The Santos team—consisting of 26 players and officials—touched down in Ghana on a 15-hour transit en route to Mozambique on January 27, 1969. The Ghana Amateur Football Association (GAFA) seized the opportunity to talk to them about adding the country to their tour list.
After bureaucratic back-and-forth negotiations, GAFA, fueled by funding from the Ghana government, met Santos’ beaten-down demand of $30,000 to make it possible for Pele and the team to play a game in Ghana.
Interestingly, it was not the first time Ghana welcomed a global football superstar.
In 1957, the West African nation brought in the great Sir Stanley Matthews, fresh off winning the first Ballon d’Or in 1956. That visit, according to many historians and experts, was the pivotal point that propelled Ghana to global football prominence in the 1960s, winning two Afcon titles and becoming the first sub-Saharan African nation to play at the Olympics.

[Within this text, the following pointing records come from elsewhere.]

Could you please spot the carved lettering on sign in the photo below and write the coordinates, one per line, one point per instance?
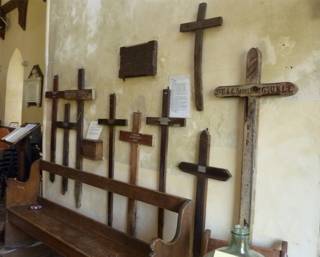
(272, 89)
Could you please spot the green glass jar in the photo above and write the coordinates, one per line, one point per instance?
(239, 245)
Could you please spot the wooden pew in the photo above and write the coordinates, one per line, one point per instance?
(73, 235)
(211, 244)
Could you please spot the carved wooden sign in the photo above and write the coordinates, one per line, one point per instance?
(198, 27)
(251, 91)
(21, 5)
(139, 60)
(257, 90)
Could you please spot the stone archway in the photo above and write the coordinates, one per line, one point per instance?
(14, 89)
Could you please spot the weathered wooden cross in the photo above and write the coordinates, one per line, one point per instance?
(66, 125)
(164, 122)
(251, 91)
(135, 139)
(112, 122)
(79, 96)
(198, 27)
(21, 5)
(203, 172)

In the ensuing years, arguably the best players of that generation visited Ghana. Legendary Soviet goalkeeper Lev Yashin visited in 1958 with his club Dynamo Moscow. German World Cup winner Erich Juskowiak visited in 1959 with Fortuna Dusseldorf. Spain’s Alfredo Di Stefano and Hungary’s Ferenc Puskas visited with Real Madrid in 1962, and 1966 World Cup winner, English goalkeeper Gordon Banks, visited with Stoke City in 1968.

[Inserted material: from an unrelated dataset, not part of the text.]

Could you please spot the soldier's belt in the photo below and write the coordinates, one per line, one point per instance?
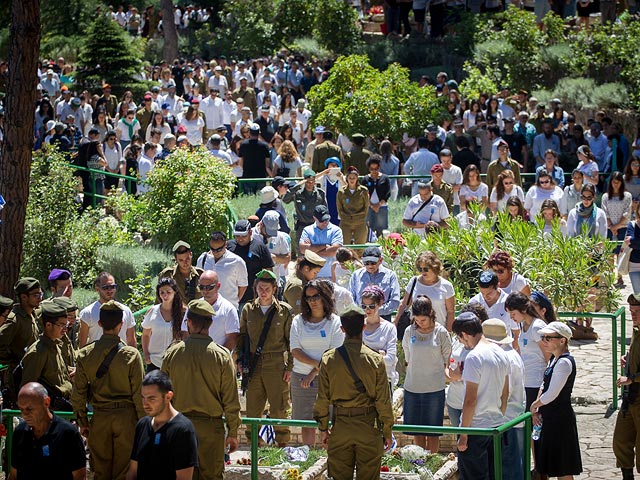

After the successful deal between GAFA and Santos, the Brazilians—who were at that point one of the most powerful teams in the world, with two continental titles and two world titles to their credit—came back to Ghana on February 5, 1969.

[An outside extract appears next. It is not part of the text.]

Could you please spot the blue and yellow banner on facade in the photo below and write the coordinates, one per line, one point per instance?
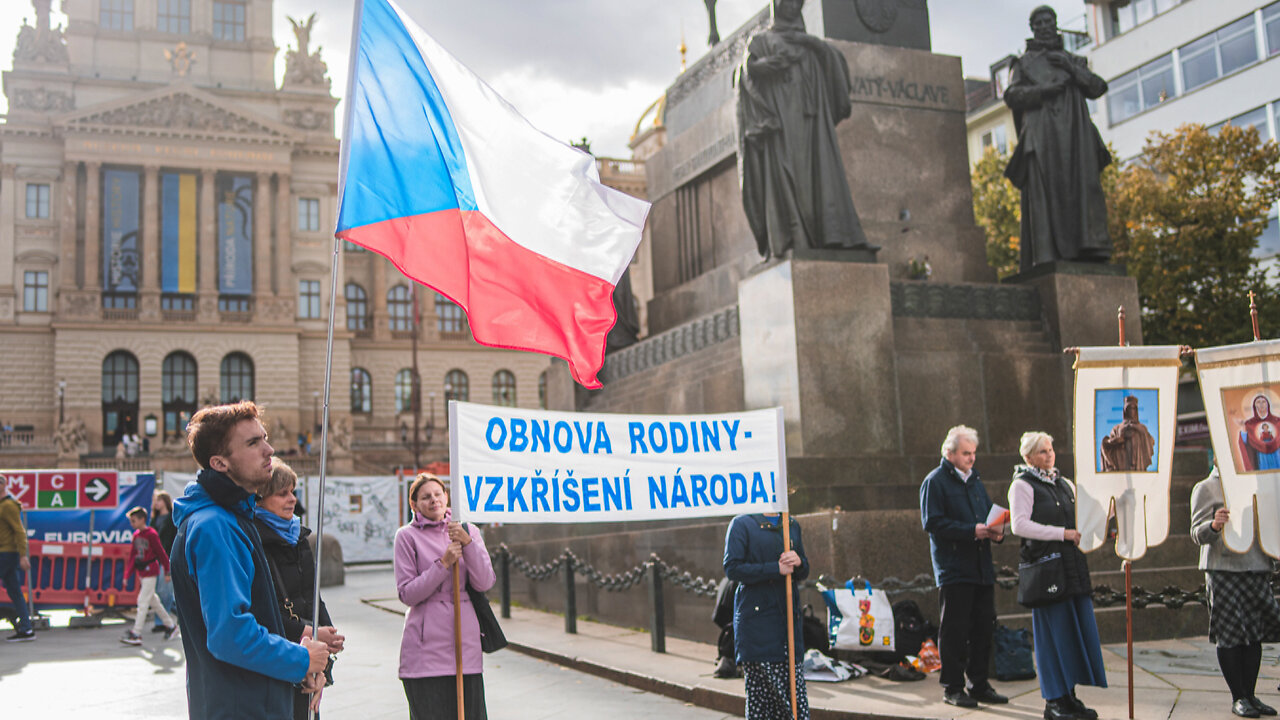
(236, 235)
(120, 231)
(178, 232)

They were to play a game against giants Hearts of Oak, Ghana’s oldest club, because there was not enough time for GAFA to assemble the national team, the Black Stars, to camp for the game.
Hearts of Oak, though, were ready to make Ghana proud. Santos had drawn 2-2 with Ghana’s archrivals Nigeria a few days before, with Pele scoring a brace. The stakes were high.
Pele, arriving at the Accra Airport, said there had been a “great improvement” in the performance of African clubs since Santos’ first Africa tour in 1968. “No doubt, soccer in Africa is fast improving,” he added.
Hearts were ready to be testaments of that improvement. “Damn the results!” a spokesperson for Hearts told the press. “We are going to make Pele feel like he has been in a match.”
A partial holiday was declared by the government on Thursday, February 6, to enable fans to enjoy the game. The tickets sold out within a short period between the announcement and matchday.
It was in this game, described by the press as “the match of a lifetime,” that Pele famously, if not ferociously, shook the goalpost which he deemed was not properly situated.
Before the game, an anonymous sportswriter had suggested that since this was Pele’s last tour of Africa (he was set to retire after the 1970 World Cup in Mexico), he had to “leave a mark that would survive the years.”
“To him, this tour—and tomorrow’s match—must be something more than the appearance of a great man,” he wrote.
But, during the match, Pele’s play profoundly plummeted, according to the press. For them, it was disappointing that “The greatest character in the modern world of football” and “the cynosure of all eyes” was “not at his best.” Pele, then a 28-year-old two-time World Cup winner, actually scored in the game, which ended 2-2. It was one of eight goals (in nine matches) Pele would manage during the tour and one of 1,281 he would score in his career. Perhaps Ghanaians expected extraterrestrial entertainment.
Pele’s visit may not have had the immeasurable impact Sir Stanley’s visit did 12 years earlier, but it was a lasting landmark nonetheless, leaving a legacy however light.
Gingered, Ghana went on to finish second at the 1970 Afcon. And for Hearts, who were in their eighth year without a trophy, it ushered in the successful 1970s, a decade in which they won the league four times and played in two Africa Cup finals.